6. The artificial intelligence device of claim 1, wherein the subject data is collected by a mental health measuring device comprising:

a preliminary learner configured to learn prior knowledge required for a causal inference and a memory association; and

a meta memory data collector configured to collect the subject data according to performance of the subject in the meta memory game after learning the prior knowledge through the preliminary learner.

7. The artificial intelligence device of claim 2, wherein the processor is further configured to optimize the model parameters differently for each subject.

8. A method of operating an artificial intelligence device, the method comprising:

collecting subject data according to a subject's performance in a meta memory game, the subject data comprising one or more values related to memory recall confidence, memory recall accuracy, inference confidence, inference accuracy, learning accuracy, and strategic decision-making bias;

obtaining a plurality of cognitive behavior values via a trained artificial intelligence (AI) model based on the subject data;

obtaining a plurality of brain function estimation signals corresponding to each of the plurality of cognitive behavior values; and

mapping each of the plurality of brain function estimation signals to a brain signal corresponding to a specific brain function.

9. The method of claim 8, further comprising:

optimizing model parameters of the AI model using Maximum Likelihood Estimation (MLE),

wherein the model parameters include a reinforcement learning rate, a softmax activation function temperature, a gradient of thought transition function and a degree of a penance behavior, an action value recall-induced inference confidence bias threshold, an action value recall-induced recall confidence threshold, a state prediction error threshold, and a reward prediction error threshold.

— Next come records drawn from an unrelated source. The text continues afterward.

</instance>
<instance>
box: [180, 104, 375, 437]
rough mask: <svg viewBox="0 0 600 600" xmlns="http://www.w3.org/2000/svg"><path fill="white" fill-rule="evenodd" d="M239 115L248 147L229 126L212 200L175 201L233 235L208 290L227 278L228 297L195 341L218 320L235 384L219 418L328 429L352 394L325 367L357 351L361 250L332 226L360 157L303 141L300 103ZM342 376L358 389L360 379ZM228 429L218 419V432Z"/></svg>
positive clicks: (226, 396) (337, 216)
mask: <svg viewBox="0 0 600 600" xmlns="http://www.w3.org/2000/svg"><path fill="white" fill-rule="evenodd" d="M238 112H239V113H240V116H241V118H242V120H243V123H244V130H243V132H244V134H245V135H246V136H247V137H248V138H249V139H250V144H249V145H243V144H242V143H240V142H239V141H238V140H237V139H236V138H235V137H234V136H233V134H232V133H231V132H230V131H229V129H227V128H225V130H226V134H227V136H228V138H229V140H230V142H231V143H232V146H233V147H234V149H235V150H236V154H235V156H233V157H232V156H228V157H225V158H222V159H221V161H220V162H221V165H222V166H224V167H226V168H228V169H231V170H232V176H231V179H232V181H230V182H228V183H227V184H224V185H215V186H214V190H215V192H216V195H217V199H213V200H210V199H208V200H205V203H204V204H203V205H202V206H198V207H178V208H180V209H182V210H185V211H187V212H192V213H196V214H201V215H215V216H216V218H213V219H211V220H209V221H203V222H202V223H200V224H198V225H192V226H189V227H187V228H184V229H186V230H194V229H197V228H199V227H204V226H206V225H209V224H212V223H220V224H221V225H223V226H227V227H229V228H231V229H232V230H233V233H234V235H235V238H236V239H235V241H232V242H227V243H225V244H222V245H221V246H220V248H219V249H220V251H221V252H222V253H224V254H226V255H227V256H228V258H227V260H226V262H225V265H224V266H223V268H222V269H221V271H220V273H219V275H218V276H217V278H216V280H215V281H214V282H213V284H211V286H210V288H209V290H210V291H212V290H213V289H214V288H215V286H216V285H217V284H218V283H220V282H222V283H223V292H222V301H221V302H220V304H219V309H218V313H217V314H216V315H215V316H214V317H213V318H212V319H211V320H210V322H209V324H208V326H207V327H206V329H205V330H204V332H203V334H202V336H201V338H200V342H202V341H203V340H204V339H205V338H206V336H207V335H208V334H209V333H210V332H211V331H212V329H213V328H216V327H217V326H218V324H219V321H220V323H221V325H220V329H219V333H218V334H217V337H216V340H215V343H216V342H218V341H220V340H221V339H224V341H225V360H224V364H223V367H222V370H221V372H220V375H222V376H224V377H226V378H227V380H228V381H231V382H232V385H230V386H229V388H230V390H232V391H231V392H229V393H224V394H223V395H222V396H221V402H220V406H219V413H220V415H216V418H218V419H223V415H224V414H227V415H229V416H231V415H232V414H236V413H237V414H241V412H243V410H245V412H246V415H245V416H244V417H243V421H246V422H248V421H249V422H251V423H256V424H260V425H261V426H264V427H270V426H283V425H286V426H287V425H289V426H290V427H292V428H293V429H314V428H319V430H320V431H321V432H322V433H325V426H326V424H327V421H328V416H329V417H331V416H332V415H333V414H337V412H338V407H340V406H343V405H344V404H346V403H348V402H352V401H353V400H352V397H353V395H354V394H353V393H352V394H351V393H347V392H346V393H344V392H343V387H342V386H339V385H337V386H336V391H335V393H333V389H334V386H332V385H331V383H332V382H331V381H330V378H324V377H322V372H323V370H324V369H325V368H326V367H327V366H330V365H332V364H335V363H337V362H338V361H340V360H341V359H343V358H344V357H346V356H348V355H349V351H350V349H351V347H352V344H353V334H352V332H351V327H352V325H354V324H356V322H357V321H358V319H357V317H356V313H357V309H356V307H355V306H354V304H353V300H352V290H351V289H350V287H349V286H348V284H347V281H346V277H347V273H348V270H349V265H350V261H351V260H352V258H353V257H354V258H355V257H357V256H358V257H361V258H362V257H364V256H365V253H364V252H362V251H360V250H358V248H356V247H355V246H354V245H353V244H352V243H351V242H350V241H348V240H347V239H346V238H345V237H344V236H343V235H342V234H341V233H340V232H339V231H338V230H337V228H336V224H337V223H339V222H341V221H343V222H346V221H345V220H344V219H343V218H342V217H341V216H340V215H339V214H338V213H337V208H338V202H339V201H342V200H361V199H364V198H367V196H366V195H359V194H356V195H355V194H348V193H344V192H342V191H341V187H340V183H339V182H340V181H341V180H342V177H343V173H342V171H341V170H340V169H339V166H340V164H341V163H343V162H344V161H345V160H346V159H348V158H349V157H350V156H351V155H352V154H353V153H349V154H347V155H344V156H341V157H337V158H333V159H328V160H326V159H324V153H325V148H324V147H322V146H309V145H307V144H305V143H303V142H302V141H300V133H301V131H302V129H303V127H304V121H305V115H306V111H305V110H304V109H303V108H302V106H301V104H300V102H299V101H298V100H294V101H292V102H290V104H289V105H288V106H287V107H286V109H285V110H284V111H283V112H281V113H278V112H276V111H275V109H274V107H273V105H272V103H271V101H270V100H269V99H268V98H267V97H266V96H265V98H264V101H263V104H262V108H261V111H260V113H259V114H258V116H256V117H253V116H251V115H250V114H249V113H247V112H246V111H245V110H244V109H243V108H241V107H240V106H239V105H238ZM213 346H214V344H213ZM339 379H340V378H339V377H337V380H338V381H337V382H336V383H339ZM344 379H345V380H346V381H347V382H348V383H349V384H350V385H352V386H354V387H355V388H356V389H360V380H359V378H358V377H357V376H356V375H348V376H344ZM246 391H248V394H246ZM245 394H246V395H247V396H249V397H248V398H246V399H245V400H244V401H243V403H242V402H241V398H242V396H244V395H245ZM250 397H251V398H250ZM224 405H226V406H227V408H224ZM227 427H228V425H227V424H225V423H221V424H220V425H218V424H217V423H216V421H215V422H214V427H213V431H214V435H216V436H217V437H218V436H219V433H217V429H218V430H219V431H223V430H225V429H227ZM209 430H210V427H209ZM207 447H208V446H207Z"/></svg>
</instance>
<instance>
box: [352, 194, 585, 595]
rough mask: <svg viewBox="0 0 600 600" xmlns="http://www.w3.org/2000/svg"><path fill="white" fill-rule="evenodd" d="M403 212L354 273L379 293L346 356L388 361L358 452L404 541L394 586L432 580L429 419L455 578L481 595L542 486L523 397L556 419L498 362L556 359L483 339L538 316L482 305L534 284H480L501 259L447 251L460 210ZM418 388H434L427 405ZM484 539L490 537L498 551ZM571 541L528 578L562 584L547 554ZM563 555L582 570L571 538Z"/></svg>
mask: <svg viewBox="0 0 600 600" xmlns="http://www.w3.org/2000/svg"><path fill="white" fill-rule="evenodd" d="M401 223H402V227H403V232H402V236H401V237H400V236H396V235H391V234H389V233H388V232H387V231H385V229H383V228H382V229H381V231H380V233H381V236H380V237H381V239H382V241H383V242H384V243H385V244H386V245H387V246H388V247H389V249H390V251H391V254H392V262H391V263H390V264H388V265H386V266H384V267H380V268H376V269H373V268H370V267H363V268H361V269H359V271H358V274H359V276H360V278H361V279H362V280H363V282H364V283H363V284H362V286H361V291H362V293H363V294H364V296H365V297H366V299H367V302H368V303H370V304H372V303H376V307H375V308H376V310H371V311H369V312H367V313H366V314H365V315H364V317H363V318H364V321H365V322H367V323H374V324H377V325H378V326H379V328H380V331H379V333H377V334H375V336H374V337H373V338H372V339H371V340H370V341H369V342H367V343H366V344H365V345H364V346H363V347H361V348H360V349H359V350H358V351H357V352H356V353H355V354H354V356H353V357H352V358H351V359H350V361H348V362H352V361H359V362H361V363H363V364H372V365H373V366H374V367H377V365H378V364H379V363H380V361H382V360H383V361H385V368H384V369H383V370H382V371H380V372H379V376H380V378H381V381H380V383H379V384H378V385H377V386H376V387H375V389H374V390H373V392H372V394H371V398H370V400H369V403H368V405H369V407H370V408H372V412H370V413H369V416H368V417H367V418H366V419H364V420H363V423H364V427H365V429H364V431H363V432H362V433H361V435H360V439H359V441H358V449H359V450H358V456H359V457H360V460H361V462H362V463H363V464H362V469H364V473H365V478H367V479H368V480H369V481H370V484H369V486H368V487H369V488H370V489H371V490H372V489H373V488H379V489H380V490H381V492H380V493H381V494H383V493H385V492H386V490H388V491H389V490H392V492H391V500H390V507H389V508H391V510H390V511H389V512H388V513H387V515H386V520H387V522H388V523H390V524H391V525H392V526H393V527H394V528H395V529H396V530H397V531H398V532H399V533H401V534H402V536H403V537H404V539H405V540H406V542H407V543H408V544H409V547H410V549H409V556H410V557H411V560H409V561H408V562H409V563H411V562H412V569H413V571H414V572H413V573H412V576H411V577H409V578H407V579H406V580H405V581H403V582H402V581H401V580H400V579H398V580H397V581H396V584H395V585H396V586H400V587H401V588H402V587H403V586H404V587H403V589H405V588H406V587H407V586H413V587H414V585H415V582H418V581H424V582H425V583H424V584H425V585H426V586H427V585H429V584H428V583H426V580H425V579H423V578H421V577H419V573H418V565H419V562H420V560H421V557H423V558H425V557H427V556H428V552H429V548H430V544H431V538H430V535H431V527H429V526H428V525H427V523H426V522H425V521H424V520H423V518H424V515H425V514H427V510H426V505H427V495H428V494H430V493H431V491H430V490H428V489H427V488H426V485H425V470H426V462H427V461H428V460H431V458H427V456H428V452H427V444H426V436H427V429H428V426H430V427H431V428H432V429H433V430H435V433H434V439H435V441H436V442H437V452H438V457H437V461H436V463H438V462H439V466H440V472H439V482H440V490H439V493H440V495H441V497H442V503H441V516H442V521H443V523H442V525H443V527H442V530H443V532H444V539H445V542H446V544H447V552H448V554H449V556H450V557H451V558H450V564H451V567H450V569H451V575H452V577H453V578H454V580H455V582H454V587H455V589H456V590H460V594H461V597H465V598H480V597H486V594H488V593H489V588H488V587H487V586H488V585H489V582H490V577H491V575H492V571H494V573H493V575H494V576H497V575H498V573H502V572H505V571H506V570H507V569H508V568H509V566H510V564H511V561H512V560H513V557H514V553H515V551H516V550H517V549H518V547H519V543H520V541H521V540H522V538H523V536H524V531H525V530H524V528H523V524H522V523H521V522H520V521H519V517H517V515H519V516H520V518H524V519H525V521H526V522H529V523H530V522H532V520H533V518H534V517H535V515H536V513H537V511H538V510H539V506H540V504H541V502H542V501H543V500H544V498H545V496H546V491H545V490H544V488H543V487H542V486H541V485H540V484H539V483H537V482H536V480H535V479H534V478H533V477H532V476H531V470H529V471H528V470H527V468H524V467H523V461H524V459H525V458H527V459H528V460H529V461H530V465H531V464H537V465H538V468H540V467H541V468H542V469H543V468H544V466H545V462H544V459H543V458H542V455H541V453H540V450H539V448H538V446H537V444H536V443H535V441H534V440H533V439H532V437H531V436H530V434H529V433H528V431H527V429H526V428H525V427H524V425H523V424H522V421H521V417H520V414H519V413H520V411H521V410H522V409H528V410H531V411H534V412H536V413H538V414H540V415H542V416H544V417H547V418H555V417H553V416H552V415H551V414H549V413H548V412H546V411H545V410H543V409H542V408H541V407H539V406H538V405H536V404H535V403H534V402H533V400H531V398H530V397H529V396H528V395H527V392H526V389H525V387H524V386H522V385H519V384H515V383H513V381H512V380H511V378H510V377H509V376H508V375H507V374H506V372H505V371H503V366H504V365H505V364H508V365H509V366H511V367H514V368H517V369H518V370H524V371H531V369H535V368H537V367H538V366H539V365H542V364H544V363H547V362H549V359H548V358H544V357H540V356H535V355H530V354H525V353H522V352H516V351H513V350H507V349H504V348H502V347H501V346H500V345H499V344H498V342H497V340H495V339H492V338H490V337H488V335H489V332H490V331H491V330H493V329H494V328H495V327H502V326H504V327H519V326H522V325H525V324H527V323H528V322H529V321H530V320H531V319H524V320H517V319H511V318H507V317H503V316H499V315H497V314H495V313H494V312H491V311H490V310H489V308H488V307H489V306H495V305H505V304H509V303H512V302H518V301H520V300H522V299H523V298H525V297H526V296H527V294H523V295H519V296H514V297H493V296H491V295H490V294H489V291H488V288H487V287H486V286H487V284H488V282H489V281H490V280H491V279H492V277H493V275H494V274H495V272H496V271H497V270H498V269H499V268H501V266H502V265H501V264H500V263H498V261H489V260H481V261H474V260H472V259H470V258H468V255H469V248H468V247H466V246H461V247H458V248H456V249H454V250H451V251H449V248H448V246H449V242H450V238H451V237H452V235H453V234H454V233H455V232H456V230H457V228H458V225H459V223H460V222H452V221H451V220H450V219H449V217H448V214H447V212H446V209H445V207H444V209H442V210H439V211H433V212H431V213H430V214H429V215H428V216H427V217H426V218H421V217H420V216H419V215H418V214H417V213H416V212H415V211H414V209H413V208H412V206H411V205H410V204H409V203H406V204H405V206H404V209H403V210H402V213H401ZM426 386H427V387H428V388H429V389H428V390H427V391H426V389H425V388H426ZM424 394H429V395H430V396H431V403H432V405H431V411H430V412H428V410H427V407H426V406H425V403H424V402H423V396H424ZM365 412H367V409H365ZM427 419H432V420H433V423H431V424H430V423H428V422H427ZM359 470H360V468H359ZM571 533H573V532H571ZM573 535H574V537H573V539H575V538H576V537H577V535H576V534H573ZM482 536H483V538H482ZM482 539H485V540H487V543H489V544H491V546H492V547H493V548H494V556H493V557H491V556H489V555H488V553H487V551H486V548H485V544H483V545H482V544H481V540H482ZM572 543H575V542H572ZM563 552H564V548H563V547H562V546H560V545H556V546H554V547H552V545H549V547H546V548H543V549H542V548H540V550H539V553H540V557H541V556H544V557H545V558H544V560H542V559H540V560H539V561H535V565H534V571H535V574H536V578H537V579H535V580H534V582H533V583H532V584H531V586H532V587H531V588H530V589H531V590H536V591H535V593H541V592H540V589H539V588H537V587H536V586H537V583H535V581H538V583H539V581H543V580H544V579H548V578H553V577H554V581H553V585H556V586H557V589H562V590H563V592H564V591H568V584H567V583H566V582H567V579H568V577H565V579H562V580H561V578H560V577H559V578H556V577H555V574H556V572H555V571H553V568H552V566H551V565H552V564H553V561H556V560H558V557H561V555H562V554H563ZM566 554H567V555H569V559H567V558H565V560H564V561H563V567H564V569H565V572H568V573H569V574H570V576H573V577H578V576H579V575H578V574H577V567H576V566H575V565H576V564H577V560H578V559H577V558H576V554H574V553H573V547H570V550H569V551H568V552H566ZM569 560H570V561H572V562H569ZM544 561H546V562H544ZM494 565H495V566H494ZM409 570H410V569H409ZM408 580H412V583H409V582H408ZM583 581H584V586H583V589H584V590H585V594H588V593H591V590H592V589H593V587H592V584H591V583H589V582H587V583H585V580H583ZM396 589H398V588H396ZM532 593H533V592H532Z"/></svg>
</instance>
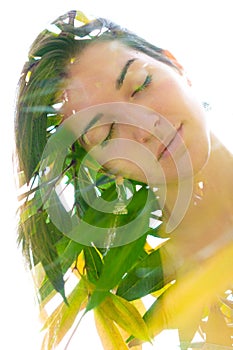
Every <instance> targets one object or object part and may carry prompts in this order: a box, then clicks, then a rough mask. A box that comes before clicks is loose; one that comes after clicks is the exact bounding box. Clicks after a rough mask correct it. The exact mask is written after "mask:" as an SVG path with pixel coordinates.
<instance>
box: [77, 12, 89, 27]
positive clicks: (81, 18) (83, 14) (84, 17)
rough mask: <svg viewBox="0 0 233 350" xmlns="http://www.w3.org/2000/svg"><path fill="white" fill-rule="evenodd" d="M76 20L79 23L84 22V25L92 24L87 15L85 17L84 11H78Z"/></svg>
mask: <svg viewBox="0 0 233 350" xmlns="http://www.w3.org/2000/svg"><path fill="white" fill-rule="evenodd" d="M75 19H76V20H77V21H79V22H82V23H84V24H87V23H89V22H90V20H89V19H88V18H87V16H86V15H84V13H83V12H82V11H77V12H76V16H75Z"/></svg>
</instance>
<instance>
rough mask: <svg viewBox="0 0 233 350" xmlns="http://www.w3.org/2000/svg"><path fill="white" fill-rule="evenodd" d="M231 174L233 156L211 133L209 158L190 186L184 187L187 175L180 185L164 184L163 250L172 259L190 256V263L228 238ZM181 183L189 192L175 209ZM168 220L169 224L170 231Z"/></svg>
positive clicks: (187, 181)
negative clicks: (185, 177)
mask: <svg viewBox="0 0 233 350" xmlns="http://www.w3.org/2000/svg"><path fill="white" fill-rule="evenodd" d="M232 178H233V157H232V155H231V154H230V152H229V151H228V150H227V149H226V148H225V147H224V146H223V145H222V144H221V143H220V142H219V141H218V140H217V138H216V137H214V136H212V137H211V152H210V156H209V159H208V161H207V163H206V165H205V167H204V168H203V169H202V170H201V171H200V172H199V173H198V174H196V175H195V176H194V178H193V187H192V188H191V190H190V188H189V189H188V186H190V181H189V182H188V180H187V179H186V180H184V181H183V182H182V183H181V184H180V185H178V184H172V185H169V186H168V188H167V197H166V202H165V217H164V225H163V228H162V231H163V232H164V233H162V235H164V234H165V236H166V237H170V238H171V239H170V240H169V242H168V244H166V245H165V246H166V252H167V254H168V255H170V257H171V258H172V260H173V261H174V260H177V257H180V263H179V265H182V264H183V262H184V260H185V259H188V260H190V259H191V260H192V262H191V263H193V261H196V262H197V261H198V262H200V261H201V260H202V259H206V258H208V256H210V255H212V254H214V253H215V251H216V250H217V249H220V248H221V247H222V246H224V245H225V244H227V243H228V242H229V240H231V237H232V233H230V231H232V227H233V210H232V208H233V198H232V193H233V181H232ZM182 187H183V188H184V189H185V190H186V191H187V190H188V191H189V192H188V195H187V196H186V198H185V195H184V198H183V202H182V201H181V202H180V204H179V206H178V209H176V207H175V200H176V198H177V195H178V193H179V191H180V190H181V188H182ZM184 194H185V192H184ZM187 197H188V198H187ZM185 201H186V202H185ZM184 205H186V207H185V206H184ZM174 209H176V210H174ZM169 222H170V225H171V226H170V228H172V230H170V231H169V227H168V223H169ZM172 225H173V226H172ZM177 264H178V263H177ZM178 268H179V266H178Z"/></svg>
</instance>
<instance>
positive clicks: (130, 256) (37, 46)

10. The method of claim 9, wherein the AI model comprises:

a reinforcement learning module configured with the reinforcement learning rate, the softmax activation function temperature, the gradient of the thought transition function, and the degree of the penance behavior as model parameters, wherein the reinforcement learning module is configured to output a learning and behavior pattern index from the subject data;

a confidence bias detection module configured with the action value recall-induced inference confidence bias threshold as a model parameter, and is further configured to output an inference confidence pattern index from the subject data;

a confidence-based memory recall module configured with the behavioral value recall-induced recall confidence threshold as a model parameter, and is further configured to output a memory confidence pattern index from the subject data;

a strategy bias detection module configured with the state prediction error threshold and a compensation prediction error threshold as model parameters, and is further configured to output a strategy modification pattern index; and

a model fitting device configured to optimize each of the model parameters.

11. The method of claim 10, wherein optimizing the model parameters comprises:

changing, by the model fitting device, a value of each model parameter in a direction that minimizes the value of each of the learning and behavior pattern index, the inference confidence pattern index, the memory confidence pattern index, and the strategy modification pattern index.

12. The method of claim 11, wherein the obtaining the plurality of brain function estimation signals comprises:

modulating each of the plurality of cognitive behavior values through a parametric modulation,

generating a brain function estimation signal using the modulated cognitive behavior value using a hemodynamic function, and

mapping the generated brain function estimation signal to the brain signal with predicted activity.

13. The method of claim 8, wherein the collecting the subject data comprises:

learning prior knowledge required for a causal inference and a memory association, and

collecting the subject data according to the subject's performance in the meta memory game after learning the prior knowledge.

14. The method of claim 9, wherein the model parameters are optimized differently for each subject.